Franklin (reading): "Life, Liberty, and the purfuit of happineff?" Jefferson: "that's pursuit of happiness." Franklin: all your s's look life f's." Jefferson: "it's in—very in."

whoiskenjennings


quality posts: 7 Private Messages whoiskenjennings

Guest Blogger

Hmm, for whatever reason, the end of this Debunker didn't get posted, which is why there's no "Quick Quiz" question this week. Here's the missing text:

The Hancock and Franklin zingers weren’t added to the story until many decades later, so they’re clearly fanciful. Even worse—for high school stoners, anyway—the historical record reveals that all extant copies of the Declaration were printed on parchment (animal skin), not hemp, as supporters of drug legalization sometime claim. Maybe we need a new conspiracy theory here. Maybe there was a hemp copy too, which the Continental Congress passed around back on 4/20, but then everybody started eating johnnycakes and telling Prussian jokes and they forgot to sign.
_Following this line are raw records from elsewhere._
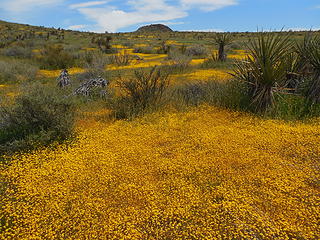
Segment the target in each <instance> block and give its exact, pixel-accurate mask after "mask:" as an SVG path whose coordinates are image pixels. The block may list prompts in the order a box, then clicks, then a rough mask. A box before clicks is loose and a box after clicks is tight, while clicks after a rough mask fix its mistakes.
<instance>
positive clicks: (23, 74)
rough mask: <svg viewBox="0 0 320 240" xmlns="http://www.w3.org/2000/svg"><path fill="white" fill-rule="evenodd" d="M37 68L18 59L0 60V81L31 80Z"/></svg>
mask: <svg viewBox="0 0 320 240" xmlns="http://www.w3.org/2000/svg"><path fill="white" fill-rule="evenodd" d="M37 72H38V68H37V67H35V66H34V65H31V64H28V63H24V62H21V61H18V60H13V61H0V83H10V84H12V83H18V82H23V81H31V80H32V79H34V78H35V77H36V75H37Z"/></svg>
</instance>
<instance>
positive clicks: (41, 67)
mask: <svg viewBox="0 0 320 240" xmlns="http://www.w3.org/2000/svg"><path fill="white" fill-rule="evenodd" d="M38 62H39V63H40V68H42V69H64V68H69V67H72V66H73V65H74V63H75V59H74V58H73V56H72V55H71V54H70V53H68V52H67V51H65V50H64V48H63V46H61V45H46V46H45V47H44V48H43V49H42V50H41V56H40V58H38Z"/></svg>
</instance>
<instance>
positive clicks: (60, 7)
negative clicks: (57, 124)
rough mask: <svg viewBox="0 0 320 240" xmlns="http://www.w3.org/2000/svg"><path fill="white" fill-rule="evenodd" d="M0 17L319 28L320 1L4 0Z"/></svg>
mask: <svg viewBox="0 0 320 240" xmlns="http://www.w3.org/2000/svg"><path fill="white" fill-rule="evenodd" d="M0 19H1V20H5V21H11V22H18V23H27V24H31V25H41V26H47V27H62V28H66V29H74V30H80V31H95V32H104V31H109V32H126V31H133V30H136V29H137V27H139V26H142V25H146V24H151V23H163V24H167V25H169V26H170V27H171V28H172V29H174V30H195V31H197V30H199V31H201V30H205V31H256V30H257V28H259V29H262V28H263V29H267V30H270V29H272V30H277V29H281V28H282V27H285V29H294V30H300V29H310V28H312V29H314V30H315V29H320V0H92V1H88V0H0Z"/></svg>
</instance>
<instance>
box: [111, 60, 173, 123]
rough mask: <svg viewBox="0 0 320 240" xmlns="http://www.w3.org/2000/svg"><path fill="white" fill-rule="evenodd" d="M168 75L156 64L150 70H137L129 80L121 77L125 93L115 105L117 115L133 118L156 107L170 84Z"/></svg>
mask: <svg viewBox="0 0 320 240" xmlns="http://www.w3.org/2000/svg"><path fill="white" fill-rule="evenodd" d="M168 77H169V75H168V74H167V73H165V72H164V71H162V70H161V69H160V68H158V67H157V66H155V67H153V68H152V69H151V70H150V71H145V70H136V71H135V72H134V77H133V78H131V79H129V80H122V79H120V80H119V81H118V85H119V87H120V89H121V91H122V92H123V95H122V97H121V98H119V99H118V100H117V103H116V104H115V105H114V107H115V113H116V117H117V118H131V117H135V116H137V115H139V114H141V113H143V112H145V111H146V110H148V109H151V108H156V107H157V106H158V105H159V103H160V102H161V100H162V97H163V94H164V92H165V90H166V89H167V87H168V85H169V78H168Z"/></svg>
Quick Quiz: Every year, the U.S. government prints over 60 million copies of John Trumbull’s painting of the Declaration’s signing. Why?
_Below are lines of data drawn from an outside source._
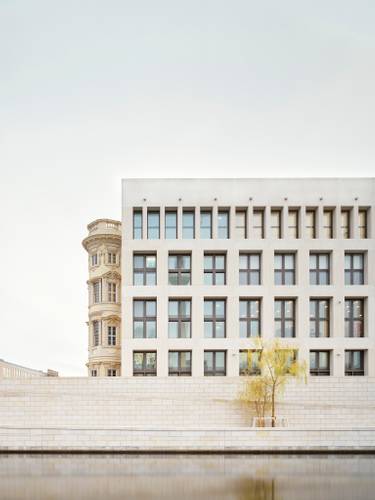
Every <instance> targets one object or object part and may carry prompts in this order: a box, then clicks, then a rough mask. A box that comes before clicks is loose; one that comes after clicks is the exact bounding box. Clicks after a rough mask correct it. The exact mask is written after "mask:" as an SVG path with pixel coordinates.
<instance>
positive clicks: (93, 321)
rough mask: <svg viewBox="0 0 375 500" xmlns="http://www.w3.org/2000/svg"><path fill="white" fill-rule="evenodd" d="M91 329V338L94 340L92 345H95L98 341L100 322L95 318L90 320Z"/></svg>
mask: <svg viewBox="0 0 375 500" xmlns="http://www.w3.org/2000/svg"><path fill="white" fill-rule="evenodd" d="M92 331H93V340H94V346H95V347H97V346H98V345H99V342H100V322H99V321H97V320H94V321H93V322H92Z"/></svg>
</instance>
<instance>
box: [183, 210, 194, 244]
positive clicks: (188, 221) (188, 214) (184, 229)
mask: <svg viewBox="0 0 375 500" xmlns="http://www.w3.org/2000/svg"><path fill="white" fill-rule="evenodd" d="M194 219H195V213H194V210H184V211H183V213H182V237H183V238H184V239H187V240H189V239H190V240H192V239H194V238H195V220H194Z"/></svg>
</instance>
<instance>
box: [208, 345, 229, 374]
mask: <svg viewBox="0 0 375 500" xmlns="http://www.w3.org/2000/svg"><path fill="white" fill-rule="evenodd" d="M204 374H205V376H218V375H226V351H204Z"/></svg>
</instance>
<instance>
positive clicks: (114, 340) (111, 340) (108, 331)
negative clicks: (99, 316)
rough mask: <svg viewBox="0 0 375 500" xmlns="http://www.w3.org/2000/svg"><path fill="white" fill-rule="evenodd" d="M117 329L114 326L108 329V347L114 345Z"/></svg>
mask: <svg viewBox="0 0 375 500" xmlns="http://www.w3.org/2000/svg"><path fill="white" fill-rule="evenodd" d="M116 337H117V328H116V327H115V326H109V327H108V345H116Z"/></svg>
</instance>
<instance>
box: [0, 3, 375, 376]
mask: <svg viewBox="0 0 375 500" xmlns="http://www.w3.org/2000/svg"><path fill="white" fill-rule="evenodd" d="M374 26H375V2H374V0H368V1H361V0H355V1H354V0H322V1H321V0H314V1H309V0H295V1H291V0H283V1H282V2H281V1H280V0H274V1H270V0H269V1H267V0H262V1H259V0H257V1H252V0H243V1H240V0H226V1H222V0H188V1H185V0H170V1H167V0H149V1H146V0H132V1H126V0H118V1H115V0H101V1H95V0H87V1H84V0H73V1H72V0H64V1H60V0H59V1H58V0H44V1H42V0H32V1H30V0H0V170H1V176H0V208H1V218H0V234H1V240H0V242H1V245H0V259H1V268H2V276H1V283H0V308H1V326H0V358H4V359H6V360H9V361H13V362H16V363H20V364H24V365H26V366H30V367H33V368H38V369H46V368H48V367H49V368H53V369H56V370H59V371H60V372H61V374H65V375H85V374H86V368H85V363H86V361H87V328H86V324H85V321H86V319H87V290H86V279H87V267H86V266H87V259H86V253H85V251H84V250H83V248H82V246H81V240H82V239H83V237H84V236H85V235H86V225H87V223H88V222H90V221H92V220H93V219H96V218H99V217H109V218H114V219H118V218H119V217H120V189H121V185H120V179H121V178H122V177H158V176H160V177H168V176H171V177H173V176H176V177H186V176H191V177H194V176H197V177H199V176H204V177H210V176H216V177H217V176H222V177H226V176H228V177H232V176H233V177H234V176H244V177H246V176H260V177H261V176H266V177H269V176H315V175H321V176H357V175H358V176H369V175H374V171H375V170H374V160H375V140H374V135H375V134H374V130H375V127H374V125H375V123H374V122H375V98H374V92H375V90H374V89H375V50H374V49H375V35H374V33H375V30H374Z"/></svg>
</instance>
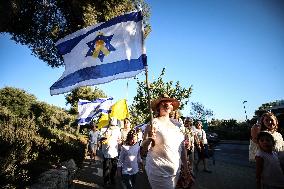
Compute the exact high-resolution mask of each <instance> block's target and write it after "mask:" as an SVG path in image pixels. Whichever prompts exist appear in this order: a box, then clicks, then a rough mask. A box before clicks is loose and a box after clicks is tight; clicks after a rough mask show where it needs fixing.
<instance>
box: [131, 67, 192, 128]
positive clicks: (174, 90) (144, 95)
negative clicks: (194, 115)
mask: <svg viewBox="0 0 284 189" xmlns="http://www.w3.org/2000/svg"><path fill="white" fill-rule="evenodd" d="M163 76H165V68H163V70H162V72H161V74H160V75H159V77H158V79H157V80H156V81H153V82H152V83H150V91H151V101H152V100H153V99H156V98H158V97H159V96H160V95H161V94H168V95H169V96H170V97H172V98H176V99H177V100H179V101H180V103H181V104H180V110H182V109H183V108H184V106H185V105H186V104H187V103H188V100H189V96H190V94H191V92H192V86H190V87H189V88H183V87H181V86H180V83H179V82H178V81H177V82H176V83H175V84H174V83H173V81H168V82H164V80H163ZM137 85H138V87H137V94H136V96H135V97H134V101H133V103H132V105H131V106H130V108H129V109H130V115H131V117H132V122H133V124H135V125H137V124H141V123H145V122H146V121H148V120H149V107H148V99H147V96H148V94H147V88H146V82H145V81H139V80H138V79H137Z"/></svg>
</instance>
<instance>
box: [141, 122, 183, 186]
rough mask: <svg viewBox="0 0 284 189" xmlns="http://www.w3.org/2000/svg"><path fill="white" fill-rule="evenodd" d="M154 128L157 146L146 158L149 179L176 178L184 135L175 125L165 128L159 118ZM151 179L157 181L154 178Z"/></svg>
mask: <svg viewBox="0 0 284 189" xmlns="http://www.w3.org/2000/svg"><path fill="white" fill-rule="evenodd" d="M153 127H155V128H156V129H157V130H156V140H155V146H154V147H151V148H150V150H149V151H148V154H147V157H146V166H145V169H146V171H147V174H148V177H149V175H157V179H159V177H171V176H175V175H176V174H177V173H178V171H179V168H180V164H181V158H180V157H181V150H182V146H183V140H184V135H183V134H182V132H181V131H180V129H179V127H177V126H175V125H174V124H173V127H171V128H168V127H165V126H164V125H162V123H161V122H160V120H159V119H157V118H155V119H154V120H153ZM149 179H153V180H155V178H154V176H152V177H151V178H149ZM161 188H162V187H161Z"/></svg>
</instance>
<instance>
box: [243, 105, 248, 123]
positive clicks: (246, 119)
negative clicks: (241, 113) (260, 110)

EDIT: Fixed now! Thanks Woot.

tenore


quality posts: 0 Private Messages tenore

regarding the quiz, isnt trumbull's portrait printed on the reverse of the $2 bill?

pepperc


quality posts: 0 Private Messages pepperc

As art, the Trumbull conveys a truth about the signing of the Declaration of Independence: that a grateful nation holds the founders up as heroes and patriots.

People understand the concepts of legislative process, committees, debate, and votes. Americans see those ideas in action through contemporary legislatures.
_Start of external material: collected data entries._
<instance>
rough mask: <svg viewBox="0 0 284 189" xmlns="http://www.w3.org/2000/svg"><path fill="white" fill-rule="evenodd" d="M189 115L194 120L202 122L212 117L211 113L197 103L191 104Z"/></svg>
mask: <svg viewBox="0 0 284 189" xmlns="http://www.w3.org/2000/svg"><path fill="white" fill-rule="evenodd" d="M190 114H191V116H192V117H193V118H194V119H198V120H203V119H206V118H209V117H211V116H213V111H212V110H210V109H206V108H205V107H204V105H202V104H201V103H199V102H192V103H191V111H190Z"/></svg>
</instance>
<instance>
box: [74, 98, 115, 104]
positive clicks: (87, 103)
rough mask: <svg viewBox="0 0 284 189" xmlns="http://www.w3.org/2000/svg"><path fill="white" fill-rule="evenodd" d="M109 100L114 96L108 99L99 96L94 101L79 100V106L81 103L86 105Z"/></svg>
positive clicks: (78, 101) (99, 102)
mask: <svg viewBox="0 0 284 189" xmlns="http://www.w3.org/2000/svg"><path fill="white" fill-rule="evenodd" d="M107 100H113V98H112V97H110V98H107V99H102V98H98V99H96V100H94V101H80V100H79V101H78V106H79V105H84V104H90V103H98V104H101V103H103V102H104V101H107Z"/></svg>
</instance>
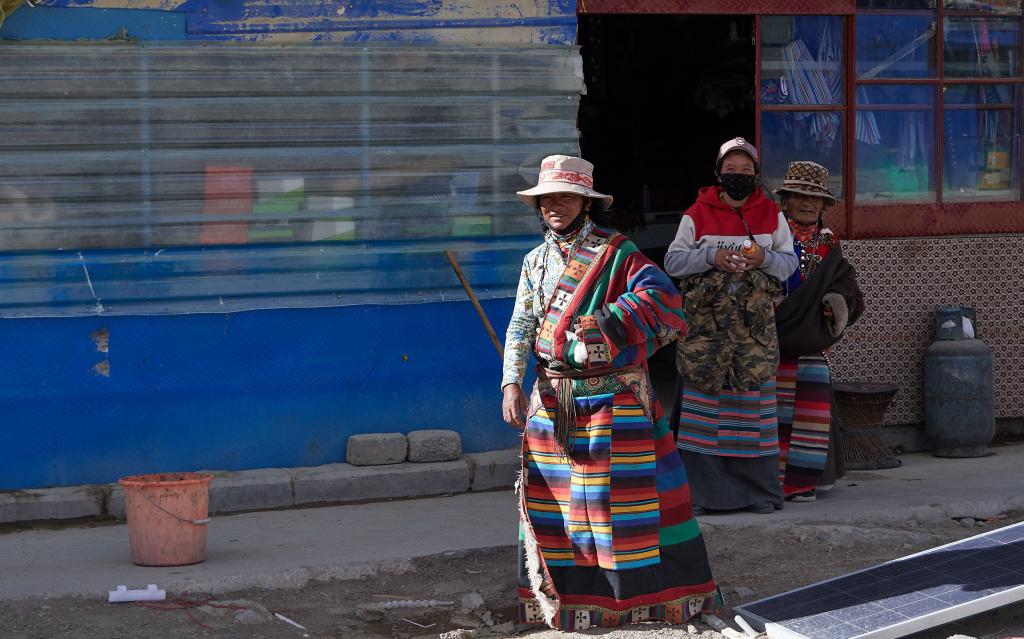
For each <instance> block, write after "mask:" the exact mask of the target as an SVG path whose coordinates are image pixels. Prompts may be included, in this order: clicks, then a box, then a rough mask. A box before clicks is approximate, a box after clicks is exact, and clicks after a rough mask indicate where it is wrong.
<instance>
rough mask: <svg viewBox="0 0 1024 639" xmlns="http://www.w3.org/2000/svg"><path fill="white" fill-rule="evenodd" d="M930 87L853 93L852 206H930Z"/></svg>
mask: <svg viewBox="0 0 1024 639" xmlns="http://www.w3.org/2000/svg"><path fill="white" fill-rule="evenodd" d="M935 90H936V89H935V87H934V86H921V85H916V86H908V85H877V86H861V87H857V112H856V116H855V118H856V127H857V128H856V132H855V134H854V137H855V138H856V140H857V144H856V150H855V155H856V174H857V182H856V184H857V204H858V205H860V204H868V205H870V204H893V203H905V202H935V197H936V189H935V111H934V104H935Z"/></svg>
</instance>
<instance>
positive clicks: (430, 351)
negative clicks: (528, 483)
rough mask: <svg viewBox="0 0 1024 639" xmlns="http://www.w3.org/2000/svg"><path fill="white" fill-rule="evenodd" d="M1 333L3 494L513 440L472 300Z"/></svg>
mask: <svg viewBox="0 0 1024 639" xmlns="http://www.w3.org/2000/svg"><path fill="white" fill-rule="evenodd" d="M484 308H485V309H486V311H487V313H488V315H489V316H490V317H492V318H493V319H494V321H495V322H496V324H501V323H504V322H505V321H506V319H507V317H508V315H509V313H510V312H511V301H510V300H492V301H487V302H484ZM0 341H2V342H3V343H4V344H6V347H5V349H4V351H5V355H4V359H5V361H6V366H4V367H2V368H0V388H2V389H3V393H2V396H0V415H2V416H3V426H2V428H0V489H8V488H24V487H30V486H44V485H69V484H78V483H87V482H108V481H113V480H115V479H117V478H118V477H120V476H123V475H127V474H132V473H139V472H159V471H171V470H182V469H198V468H208V469H227V470H238V469H245V468H259V467H288V466H313V465H318V464H327V463H333V462H338V461H344V459H345V443H346V439H347V437H348V435H350V434H354V433H360V432H381V431H387V432H403V433H404V432H409V431H410V430H416V429H420V428H451V429H455V430H458V431H460V432H461V433H462V436H463V446H464V449H465V450H466V451H468V452H478V451H486V450H495V449H501V448H508V446H512V445H515V443H516V436H515V434H514V432H513V431H512V430H511V429H510V428H509V427H508V426H506V425H505V424H504V423H502V422H501V420H500V419H498V418H497V416H498V414H499V406H500V399H501V394H500V393H499V390H498V382H499V379H500V377H501V365H500V361H499V359H498V355H497V353H496V352H495V349H494V347H493V346H492V345H490V341H489V339H488V338H487V336H486V334H485V333H484V331H483V329H482V327H481V325H480V322H479V319H477V316H476V313H475V312H474V310H473V307H472V306H471V305H470V304H469V302H446V303H428V304H419V305H402V306H390V307H380V306H346V307H338V308H314V309H281V310H261V311H250V312H239V313H220V314H213V313H207V314H196V315H162V316H118V317H54V318H35V319H29V318H27V319H5V321H0ZM103 350H106V352H103Z"/></svg>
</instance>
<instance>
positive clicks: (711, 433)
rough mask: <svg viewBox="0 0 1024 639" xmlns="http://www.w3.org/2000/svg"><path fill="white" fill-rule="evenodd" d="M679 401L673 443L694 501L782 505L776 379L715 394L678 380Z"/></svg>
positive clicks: (715, 507) (708, 505) (718, 504)
mask: <svg viewBox="0 0 1024 639" xmlns="http://www.w3.org/2000/svg"><path fill="white" fill-rule="evenodd" d="M679 402H680V404H679V433H678V437H677V440H676V445H677V446H678V448H679V453H680V456H681V457H682V460H683V465H684V466H685V467H686V473H687V475H688V477H689V479H690V487H691V491H692V496H693V504H695V505H697V506H700V507H701V508H703V509H706V510H735V509H739V508H748V507H751V506H753V505H755V504H762V503H769V504H772V505H773V506H775V507H776V508H781V506H782V489H781V486H780V484H779V482H778V453H779V450H778V426H777V424H778V422H777V419H776V397H775V381H774V380H773V379H772V380H769V381H767V382H765V383H764V384H762V385H761V386H760V387H758V388H757V389H754V390H745V391H737V390H732V389H731V388H729V387H728V386H726V387H724V388H722V390H721V391H720V392H719V393H717V394H710V393H706V392H702V391H701V390H699V389H697V388H693V387H691V386H688V385H683V388H682V391H681V393H680V398H679Z"/></svg>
This is art, not the news.

Timeline:
July 2 - A resolution for independence was voted on and approved
July 3-July 4 - The Declaration of Independence was written, debated, and tweaked
July 4 - The Declaration of Independence was voted on and adopted

http://www.archives.gov/exhibits/charters/declaration_history.html

jhonr wrote: It would be impossible to simply (mac & cheese) represent the event which was so pivotal to our country the way it ACTUALLY occurred. The painting serves that purpose quite well.


MuteDeCute


quality posts: 1 Private Messages MuteDeCute
tenore wrote:regarding the quiz, isnt trumbull's portrait printed on the reverse of the $2 bill?



According to wiki:

"Trumbull's painting is the source of the picture on the reverse of the two-dollar bill ... . The bill features 40 of the 47 figures from Trumbull's painting. Two other unknown figures are superimposed in the engraving ... bringing the total number of figures on the reverse of the two-dollar bill to 42."

I would say you're close enough to earn the full 2 points.



Momanon


quality posts: 0 Private Messages Momanon
icrf wrote:Well, that begs the question:



This doesn't mean what you think it means.